When working in an office never met anyone else for lunch because I was using the hour to write, when an unemployed single mother did the washing up at 2am (only once all plates were dirty) and waited for baby to fall asleep, when teaching never watched TV & wrote after marking. https://t.co/Z7SuvCGPB7
— J.K. Rowling (@jk_rowling) April 1, 2022
This is a subject much overlooked, at least by me, with respect to The Presence. To her life is about writing. As she wrote in ‘On Writing:’
The truth is that I can’t really separate a ‘writing life’ from ‘life.’ It’s more of a need than a love. I suppose I must spend most of my conscious life in fictional worlds, which some people may find sad, as though there must be something lacking in my external life. There really isn’t! I’m a happy person, by and large, with a family I adore and quite a few activities I enjoy.
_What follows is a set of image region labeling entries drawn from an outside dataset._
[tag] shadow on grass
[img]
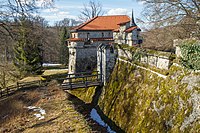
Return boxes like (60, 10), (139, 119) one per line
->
(67, 87), (125, 133)
(31, 116), (60, 128)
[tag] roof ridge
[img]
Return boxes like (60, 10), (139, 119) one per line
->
(75, 16), (99, 30)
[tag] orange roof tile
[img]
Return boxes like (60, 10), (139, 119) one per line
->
(118, 20), (130, 25)
(74, 15), (130, 30)
(67, 37), (113, 42)
(124, 26), (138, 32)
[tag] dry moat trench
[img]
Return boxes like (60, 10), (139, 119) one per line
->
(0, 81), (106, 133)
(69, 61), (200, 133)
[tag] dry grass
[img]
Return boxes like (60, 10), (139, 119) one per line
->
(0, 81), (105, 133)
(43, 69), (68, 76)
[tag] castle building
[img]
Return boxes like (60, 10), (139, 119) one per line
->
(68, 11), (141, 73)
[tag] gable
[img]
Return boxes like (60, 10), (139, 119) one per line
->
(74, 15), (130, 30)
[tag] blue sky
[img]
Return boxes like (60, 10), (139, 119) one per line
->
(37, 0), (143, 25)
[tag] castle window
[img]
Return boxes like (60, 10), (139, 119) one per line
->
(108, 32), (111, 37)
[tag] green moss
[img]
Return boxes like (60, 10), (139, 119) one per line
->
(68, 87), (95, 103)
(99, 59), (199, 133)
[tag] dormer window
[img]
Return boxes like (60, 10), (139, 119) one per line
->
(101, 32), (104, 38)
(108, 32), (111, 37)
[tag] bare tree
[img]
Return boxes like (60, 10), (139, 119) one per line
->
(79, 0), (104, 21)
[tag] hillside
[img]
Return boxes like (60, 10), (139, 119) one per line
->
(0, 81), (106, 133)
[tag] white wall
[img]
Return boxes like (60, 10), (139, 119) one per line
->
(78, 31), (113, 38)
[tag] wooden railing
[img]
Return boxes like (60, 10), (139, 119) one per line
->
(62, 71), (102, 90)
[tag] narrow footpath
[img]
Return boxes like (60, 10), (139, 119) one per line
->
(0, 82), (107, 133)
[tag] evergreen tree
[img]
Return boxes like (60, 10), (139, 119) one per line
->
(60, 27), (69, 65)
(14, 20), (42, 75)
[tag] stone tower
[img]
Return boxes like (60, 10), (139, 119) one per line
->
(97, 43), (117, 85)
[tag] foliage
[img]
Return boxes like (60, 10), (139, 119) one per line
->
(180, 40), (200, 70)
(14, 20), (42, 75)
(60, 27), (70, 65)
(138, 0), (200, 37)
(0, 62), (19, 88)
(79, 0), (103, 21)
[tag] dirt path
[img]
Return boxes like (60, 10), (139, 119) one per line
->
(0, 82), (106, 133)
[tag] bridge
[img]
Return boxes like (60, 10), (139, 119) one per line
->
(62, 71), (103, 90)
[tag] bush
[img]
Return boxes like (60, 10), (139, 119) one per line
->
(180, 40), (200, 70)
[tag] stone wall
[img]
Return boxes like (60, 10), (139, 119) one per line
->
(118, 49), (173, 69)
(97, 44), (116, 85)
(69, 45), (97, 73)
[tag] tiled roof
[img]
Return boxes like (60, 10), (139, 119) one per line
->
(67, 37), (113, 42)
(118, 20), (130, 25)
(124, 26), (138, 32)
(74, 15), (130, 30)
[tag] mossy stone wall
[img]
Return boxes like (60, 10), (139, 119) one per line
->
(98, 61), (200, 133)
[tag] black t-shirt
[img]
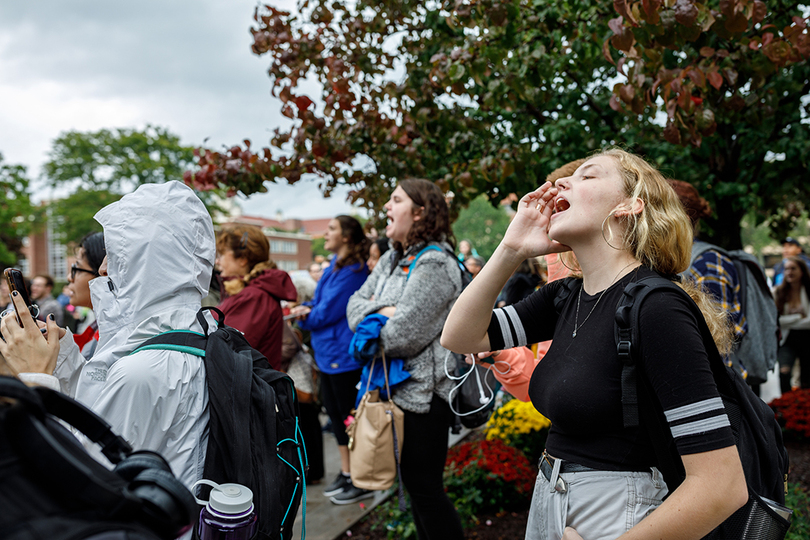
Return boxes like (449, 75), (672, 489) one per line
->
(488, 268), (734, 470)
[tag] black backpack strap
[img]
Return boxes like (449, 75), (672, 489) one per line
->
(130, 330), (208, 358)
(615, 276), (734, 492)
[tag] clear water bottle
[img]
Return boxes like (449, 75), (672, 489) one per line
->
(192, 480), (258, 540)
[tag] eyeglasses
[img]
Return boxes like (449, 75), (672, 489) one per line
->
(70, 263), (99, 281)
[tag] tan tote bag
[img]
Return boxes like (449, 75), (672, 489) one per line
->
(346, 353), (405, 491)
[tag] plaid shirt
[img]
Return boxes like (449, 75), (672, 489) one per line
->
(689, 249), (748, 343)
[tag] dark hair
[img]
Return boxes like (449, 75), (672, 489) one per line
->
(774, 257), (810, 315)
(394, 178), (456, 252)
(217, 224), (270, 271)
(33, 274), (54, 289)
(332, 215), (371, 270)
(77, 232), (107, 273)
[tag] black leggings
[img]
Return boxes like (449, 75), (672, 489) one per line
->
(321, 369), (363, 446)
(402, 394), (464, 540)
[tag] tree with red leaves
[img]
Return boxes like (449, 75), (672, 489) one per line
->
(186, 0), (810, 248)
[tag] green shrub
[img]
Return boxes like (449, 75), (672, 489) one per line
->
(444, 439), (537, 526)
(486, 392), (551, 463)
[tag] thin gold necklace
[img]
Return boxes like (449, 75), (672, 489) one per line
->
(571, 261), (638, 338)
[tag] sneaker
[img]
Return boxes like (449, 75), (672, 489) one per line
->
(323, 472), (352, 497)
(329, 483), (374, 504)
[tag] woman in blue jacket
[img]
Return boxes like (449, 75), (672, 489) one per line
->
(292, 216), (373, 504)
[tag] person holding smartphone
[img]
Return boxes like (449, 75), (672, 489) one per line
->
(0, 181), (211, 487)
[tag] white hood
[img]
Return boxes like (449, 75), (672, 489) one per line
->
(79, 181), (216, 402)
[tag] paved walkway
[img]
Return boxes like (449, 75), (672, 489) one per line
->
(290, 422), (469, 540)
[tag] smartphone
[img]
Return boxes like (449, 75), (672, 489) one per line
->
(3, 268), (39, 326)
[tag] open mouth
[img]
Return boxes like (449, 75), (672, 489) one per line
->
(554, 197), (571, 214)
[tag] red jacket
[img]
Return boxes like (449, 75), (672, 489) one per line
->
(217, 268), (297, 369)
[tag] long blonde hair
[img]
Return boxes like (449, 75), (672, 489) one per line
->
(564, 148), (734, 355)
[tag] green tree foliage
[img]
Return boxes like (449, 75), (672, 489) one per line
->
(453, 195), (509, 259)
(44, 126), (194, 193)
(43, 125), (220, 242)
(50, 188), (121, 244)
(0, 154), (40, 268)
(188, 0), (810, 247)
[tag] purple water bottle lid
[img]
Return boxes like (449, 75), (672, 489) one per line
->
(192, 480), (253, 515)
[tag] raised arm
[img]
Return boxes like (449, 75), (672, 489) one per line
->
(442, 182), (569, 353)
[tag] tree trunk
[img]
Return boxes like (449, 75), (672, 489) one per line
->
(702, 197), (744, 250)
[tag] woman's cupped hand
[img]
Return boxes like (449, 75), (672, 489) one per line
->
(501, 182), (571, 259)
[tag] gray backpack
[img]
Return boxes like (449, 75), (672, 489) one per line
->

It’s just that I have other worlds in my head that I often slip in and out of and I don’t really know how it would feel to live any other way.
Her second tweet on 1 April involved children and transgenderism, which I think gets to the heart of who she is as a person as much as her need to write:
History will judge whether Dr David Bell was a hateful transphobe or trying to alert people to a medical scandal, but he's far from the only health professional raising these concerns (and I have the letters and emails to prove it.) https://t.co/siTOdD6CGC
— J.K. Rowling (@jk_rowling) April 1, 2022
This of course caused an immediate backlash from transgender activists, to which Rowling made a revealing response after a necessary rebuke:
Among the predictable replies I get whenever I share something like this, the one that mystifies me most is 'why do you care?' Have you actually listened to what Dr Bell is saying about the patients he treated? Because if so, my question is, 'why don't YOU care?'
— J.K. Rowling (@jk_rowling) April 1, 2022
Rowling’s use of a Mother’s Love as a token or marker for divine love (1 John 4:7-12) has been the subject of discussion here, especially since the advent of Christmas Pig though it is a through line in her work. Selfless, sacrificial, and salvific love is epitomized by the love a mother feels for her child, love which Rowling has experienced as a daughter and as a mother herself.
She writes because that is her vocation, the calling of the Logos-word within her to which she is attentive.
She writes about this Logos-word that is Love Itself in the story symbolism of that love that best represents the contranatural, otherworldly love within the fabric of reality, maternal love.
She cares about children in the real world for the same reason: in Lumos, in the Volant charities named for her mother, and, it needs to be noted, in her refusal to stand down to the transgender activists whose madness is maiming young people in the name of ideology.
These two tweets reflect the greater part of Rowling’s world, then, in touching on her vocation as writer, what she cares about in writing and in life, and why she cares. As much as I wish she’d swear off Twitter, I can only be grateful that she cares as she does and that she is willing to endure the brickbats and stoning inevitable to sharing this with the World.
And she seems to be pulling back from the worst of twitter addiction, the phrenesis that passes all sobriety and maturity:
Ages ago, a friend of mine asked when I first felt like a grown up. I've just deleted what I felt was a very funny response to a total dickhead in my mentions and I don't think I've ever felt more mature than I do right now, although I might have ruined it by saying dickhead.